Polski offshore to jedna z kluczowych perspektyw energetycznych - dodał.

Jak mówił, "nie będzie w Polsce dostępnego i możliwie taniego prądu dla ludzi i zakładów, bez wielkich inwestycji na brzegach Bałtyku oraz na Bałtyku".

Zwrócił także uwagę na to, że "w polskich inwestycjach powinno być możliwie dużo Polski".

Jeśli to Polska ma być jednym z liderów, jeśli chodzi o offshore, to ważne jest to, żeby to, co się produkuje na rzecz energetyki wiatrowej, było produkowane w Polsce, tu w Gdańsku - doprecyzował szef rządu.

Tusk o miejscu "permanentnej konfrontacji"

Z kolei w trakcie odprawy z kadrą dowódczą Marynarki Wojennej w Centrum Operacji Morskich w Gdyni premier stwierdził, że Morze Bałtyckie - podobnie jak wschodnia granica - może stać się miejscem "permanentnej konfrontacji".

Donald Tusk w trakcie wizyty w gdańskim zakładzie produkującym wieże dla morskich turbin wiatrowych Baltic Towers.

Incydenty z udziałem rosyjskich sabotażystów mogą powtarzać się coraz intensywniej. Jestem bardzo usatysfakcjonowany, że w sposób bardzo skuteczny, dyskretny, udało się zniechęcić statek do jakichś działań kinetycznych, które mogłyby spowodować uszkodzenia kabla energetycznego - wskazał.

Flota cieni

W środę objęty sankcjami rosyjski statek z "floty cieni" wykonywał podejrzane manewry w pobliżu kabla energetycznego, łączącego Polskę ze Szwecją. Po skutecznej interwencji polskiego wojska, odpłynął do jednego z rosyjskich portów.
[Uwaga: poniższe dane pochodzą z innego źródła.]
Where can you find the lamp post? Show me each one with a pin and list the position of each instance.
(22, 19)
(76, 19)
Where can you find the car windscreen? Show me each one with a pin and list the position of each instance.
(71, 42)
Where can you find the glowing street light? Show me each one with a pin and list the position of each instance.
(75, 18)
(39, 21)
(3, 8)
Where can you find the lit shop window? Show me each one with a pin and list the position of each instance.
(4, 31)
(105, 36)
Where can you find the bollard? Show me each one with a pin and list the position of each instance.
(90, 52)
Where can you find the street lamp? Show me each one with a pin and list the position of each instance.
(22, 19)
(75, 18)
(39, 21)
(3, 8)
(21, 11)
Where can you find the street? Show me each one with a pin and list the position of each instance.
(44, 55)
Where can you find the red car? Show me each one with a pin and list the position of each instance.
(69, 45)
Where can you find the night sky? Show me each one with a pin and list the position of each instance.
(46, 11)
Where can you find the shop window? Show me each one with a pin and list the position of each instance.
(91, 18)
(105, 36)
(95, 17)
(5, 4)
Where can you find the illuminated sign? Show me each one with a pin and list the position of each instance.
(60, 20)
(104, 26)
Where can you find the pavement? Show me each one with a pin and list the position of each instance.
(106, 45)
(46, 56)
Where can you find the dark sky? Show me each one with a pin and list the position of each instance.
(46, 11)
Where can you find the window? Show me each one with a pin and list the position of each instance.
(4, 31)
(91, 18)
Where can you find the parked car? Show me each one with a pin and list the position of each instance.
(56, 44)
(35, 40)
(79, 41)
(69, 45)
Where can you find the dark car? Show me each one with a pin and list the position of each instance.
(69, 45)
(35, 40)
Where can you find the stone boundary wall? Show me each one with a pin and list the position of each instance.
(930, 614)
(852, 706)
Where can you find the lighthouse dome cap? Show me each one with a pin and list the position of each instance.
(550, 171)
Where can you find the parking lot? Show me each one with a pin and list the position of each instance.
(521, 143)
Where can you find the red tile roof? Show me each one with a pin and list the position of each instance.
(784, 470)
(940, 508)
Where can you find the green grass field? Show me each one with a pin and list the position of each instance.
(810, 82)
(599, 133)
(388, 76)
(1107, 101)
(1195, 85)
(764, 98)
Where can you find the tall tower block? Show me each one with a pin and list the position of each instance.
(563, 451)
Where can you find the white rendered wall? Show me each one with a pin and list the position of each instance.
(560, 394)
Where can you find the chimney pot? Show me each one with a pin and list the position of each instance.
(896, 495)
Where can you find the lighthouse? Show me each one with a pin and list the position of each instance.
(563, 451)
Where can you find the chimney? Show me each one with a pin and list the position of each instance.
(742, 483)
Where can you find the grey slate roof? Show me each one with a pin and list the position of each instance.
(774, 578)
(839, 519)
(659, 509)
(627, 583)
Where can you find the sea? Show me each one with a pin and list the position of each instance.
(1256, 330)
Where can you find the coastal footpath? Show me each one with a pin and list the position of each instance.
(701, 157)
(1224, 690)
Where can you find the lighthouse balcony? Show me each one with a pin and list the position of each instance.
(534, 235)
"Flota cieni" składa się ze starych, zdezelowanych statków, pływających pod banderami państw trzecich, najczęściej afrykańskich. Są wykorzystywane przez Rosję do omijania sankcji.

Statki te sprzedają rosyjską ropę po cenach przekraczających ustalony pułap - zazwyczaj bez ubezpieczenia, co oznacza brak odpowiedzialności w razie katastrofy ekologicznej.

Zachód, w tym Unia Europejska i Wielka Brytania, stopniowo obejmuje je dodatkowymi sankcjami. We wtorek UE i Wielka Brytania ogłosiły nowe sankcje wobec Rosji, które mają objąć kolejne statki "floty cieni".